Microsoft Fabric transforms EPA environmental compliance analysis by providing a lakehouse architecture that unifies these disparate data streams into a single analytical platform. The medallion architecture enables raw ingestion of AQS sensor readings, TRI facility reports, ECHO compliance records, SDWIS water system violations, and GHGRP emissions data at the Bronze layer, cleansing and standardization at the Silver layer, and business-ready KPIs at the Gold layer. This use case demonstrates how:
- Real-time Air Quality Index (AQI) calculation from hourly pollutant readings across 4,000+ monitoring stations nationwide
- Toxic release trend analysis identifying facilities with increasing chemical discharge patterns over multi-year windows
- Compliance violation scoring that aggregates enforcement actions across all EPA programs into a unified facility risk profile
- Emissions intensity benchmarking normalizing greenhouse gas output by industry sector, revenue, and production volume
Data Sources¶
Primary Sources¶
| Source | Agency | URL | Data Available |
|---|---|---|---|
| Air Quality System (AQS) API | EPA | https://aqs.epa.gov/data/api | Hourly/daily/annual criteria pollutant measurements from 4,000+ stations |
| Toxics Release Inventory (TRI) | EPA | https://enviro.epa.gov/triexplorer | Annual chemical release data from 21,000+ reporting facilities |
| ECHO Enforcement Data | EPA | https://echo.epa.gov | Compliance status, inspections, violations, and enforcement actions |
| Safe Drinking Water (SDWIS) | EPA | https://sdwis.epa.gov | Public water system violations, contaminant monitoring, health advisories |
| Greenhouse Gas Reporting (GHGRP) | EPA | https://ghgdata.epa.gov | Facility-level GHG emissions by gas type, industry, and methodology |
Supporting Sources¶
| Source | Agency | URL | Use In Analytics |
|---|---|---|---|
| NEI Emissions Inventory | EPA | https://www.epa.gov/air-emissions-inventories | Comprehensive emissions estimates by source category |
| Envirofacts API | EPA | https://enviro.epa.gov | Consolidated EPA facility data and cross-program linkage |
| EJSCREEN | EPA | https://www.epa.gov/ejscreen | Environmental justice demographic and environmental indicators |
| Census TIGER/Line | Census | https://www.census.gov/geographies/mapping-files/time-series/geo/tiger-line-file.html | Geographic boundary files for spatial analysis |
| NAICS Codes | Census | https://www.census.gov/naics | Industry classification for facility sector analysis |
| Energy Information (EIA) | DOE | https://www.eia.gov/opendata | Energy production and consumption for intensity normalization |
Air Quality Index (AQI) Analytics¶
Background¶
The Air Quality Index is the EPA's standardized measure for communicating daily air quality to the public. It translates pollutant concentrations for six criteria pollutants — PM2.5, PM10, Ozone, NO₂, SO₂, and CO — into a 0–500 scale using EPA-defined breakpoint tables. The AQS API provides hourly and daily summary data from monitoring stations operated by state, local, and tribal agencies under federal reference methods.
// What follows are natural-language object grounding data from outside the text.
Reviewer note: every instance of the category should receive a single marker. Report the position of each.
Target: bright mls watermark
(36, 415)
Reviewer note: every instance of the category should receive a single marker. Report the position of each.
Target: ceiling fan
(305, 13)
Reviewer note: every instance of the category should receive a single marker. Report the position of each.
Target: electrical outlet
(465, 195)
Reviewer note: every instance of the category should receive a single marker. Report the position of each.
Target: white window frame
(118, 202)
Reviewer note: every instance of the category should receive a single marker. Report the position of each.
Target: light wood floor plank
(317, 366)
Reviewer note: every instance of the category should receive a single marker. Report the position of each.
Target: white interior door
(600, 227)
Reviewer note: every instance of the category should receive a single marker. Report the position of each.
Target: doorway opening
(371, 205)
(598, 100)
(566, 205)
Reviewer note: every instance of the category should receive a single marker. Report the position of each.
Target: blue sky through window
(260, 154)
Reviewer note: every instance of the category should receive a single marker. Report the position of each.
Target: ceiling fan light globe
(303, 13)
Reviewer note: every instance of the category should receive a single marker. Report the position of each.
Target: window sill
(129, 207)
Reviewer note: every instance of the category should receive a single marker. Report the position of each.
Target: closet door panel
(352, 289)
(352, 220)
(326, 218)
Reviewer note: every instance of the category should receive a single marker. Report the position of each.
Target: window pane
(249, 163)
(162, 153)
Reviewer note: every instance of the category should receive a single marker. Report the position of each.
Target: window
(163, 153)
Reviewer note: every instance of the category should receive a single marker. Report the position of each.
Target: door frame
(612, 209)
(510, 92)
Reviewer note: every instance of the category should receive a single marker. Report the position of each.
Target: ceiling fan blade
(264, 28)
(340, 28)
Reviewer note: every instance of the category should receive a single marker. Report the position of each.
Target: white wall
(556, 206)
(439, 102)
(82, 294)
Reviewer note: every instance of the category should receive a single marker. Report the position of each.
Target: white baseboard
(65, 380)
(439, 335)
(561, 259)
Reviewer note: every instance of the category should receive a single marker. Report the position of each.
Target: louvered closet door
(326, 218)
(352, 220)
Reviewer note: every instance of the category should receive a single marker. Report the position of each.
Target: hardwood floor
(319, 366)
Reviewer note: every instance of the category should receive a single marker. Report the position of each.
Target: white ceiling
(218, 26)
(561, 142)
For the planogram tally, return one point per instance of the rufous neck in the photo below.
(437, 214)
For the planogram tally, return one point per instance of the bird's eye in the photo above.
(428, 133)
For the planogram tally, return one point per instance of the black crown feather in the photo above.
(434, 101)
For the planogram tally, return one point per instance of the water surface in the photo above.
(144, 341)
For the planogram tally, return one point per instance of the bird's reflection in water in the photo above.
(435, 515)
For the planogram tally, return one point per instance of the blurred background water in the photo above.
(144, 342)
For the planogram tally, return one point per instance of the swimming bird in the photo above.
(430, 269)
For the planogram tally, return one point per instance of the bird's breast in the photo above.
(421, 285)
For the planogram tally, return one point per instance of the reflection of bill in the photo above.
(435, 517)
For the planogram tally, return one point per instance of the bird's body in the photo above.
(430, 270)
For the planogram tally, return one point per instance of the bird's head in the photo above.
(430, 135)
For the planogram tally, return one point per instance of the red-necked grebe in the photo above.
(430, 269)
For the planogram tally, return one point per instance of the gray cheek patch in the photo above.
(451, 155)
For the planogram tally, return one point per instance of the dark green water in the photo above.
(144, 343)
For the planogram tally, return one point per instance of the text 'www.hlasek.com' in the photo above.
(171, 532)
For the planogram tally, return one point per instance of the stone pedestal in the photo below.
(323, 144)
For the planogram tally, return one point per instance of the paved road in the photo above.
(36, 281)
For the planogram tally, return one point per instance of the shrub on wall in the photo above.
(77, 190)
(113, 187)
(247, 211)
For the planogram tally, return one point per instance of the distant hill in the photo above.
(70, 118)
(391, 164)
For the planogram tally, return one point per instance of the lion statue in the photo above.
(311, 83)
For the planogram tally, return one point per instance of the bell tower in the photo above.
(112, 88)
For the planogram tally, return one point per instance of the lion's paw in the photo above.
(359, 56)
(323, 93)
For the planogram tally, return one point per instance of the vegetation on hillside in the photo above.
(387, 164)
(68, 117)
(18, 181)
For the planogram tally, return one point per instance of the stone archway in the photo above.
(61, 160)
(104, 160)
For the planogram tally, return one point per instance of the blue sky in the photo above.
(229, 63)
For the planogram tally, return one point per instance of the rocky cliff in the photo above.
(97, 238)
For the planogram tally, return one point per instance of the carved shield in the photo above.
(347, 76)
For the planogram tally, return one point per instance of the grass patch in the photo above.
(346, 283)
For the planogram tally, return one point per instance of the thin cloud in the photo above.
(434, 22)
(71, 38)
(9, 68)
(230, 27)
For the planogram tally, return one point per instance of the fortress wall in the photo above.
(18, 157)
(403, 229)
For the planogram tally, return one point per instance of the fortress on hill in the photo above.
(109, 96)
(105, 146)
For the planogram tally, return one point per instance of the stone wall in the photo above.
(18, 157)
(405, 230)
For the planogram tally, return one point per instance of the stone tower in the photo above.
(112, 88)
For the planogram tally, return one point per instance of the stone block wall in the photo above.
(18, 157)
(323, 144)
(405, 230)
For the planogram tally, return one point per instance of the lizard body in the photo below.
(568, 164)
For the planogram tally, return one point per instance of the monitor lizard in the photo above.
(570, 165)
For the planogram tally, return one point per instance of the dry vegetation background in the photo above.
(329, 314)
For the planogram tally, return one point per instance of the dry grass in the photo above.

AQI calculation requires mapping raw pollutant concentrations to breakpoint ranges and applying the linear interpolation formula specified in 40 CFR Part 58, Appendix G. The composite AQI for a location is the maximum AQI across all measured pollutants.
# Databricks notebook source
# MAGIC %md
# MAGIC # Bronze → Silver: AQI Calculation from AQS Hourly Data
# MAGIC Calculates Air Quality Index from raw pollutant concentrations
# MAGIC using EPA breakpoint tables per 40 CFR Part 58 Appendix G.
# COMMAND ----------
from pyspark.sql import functions as F
from pyspark.sql.types import DoubleType, StringType, StructType, StructField
# EPA AQI Breakpoint Table (PM2.5 24-hour, µg/m³)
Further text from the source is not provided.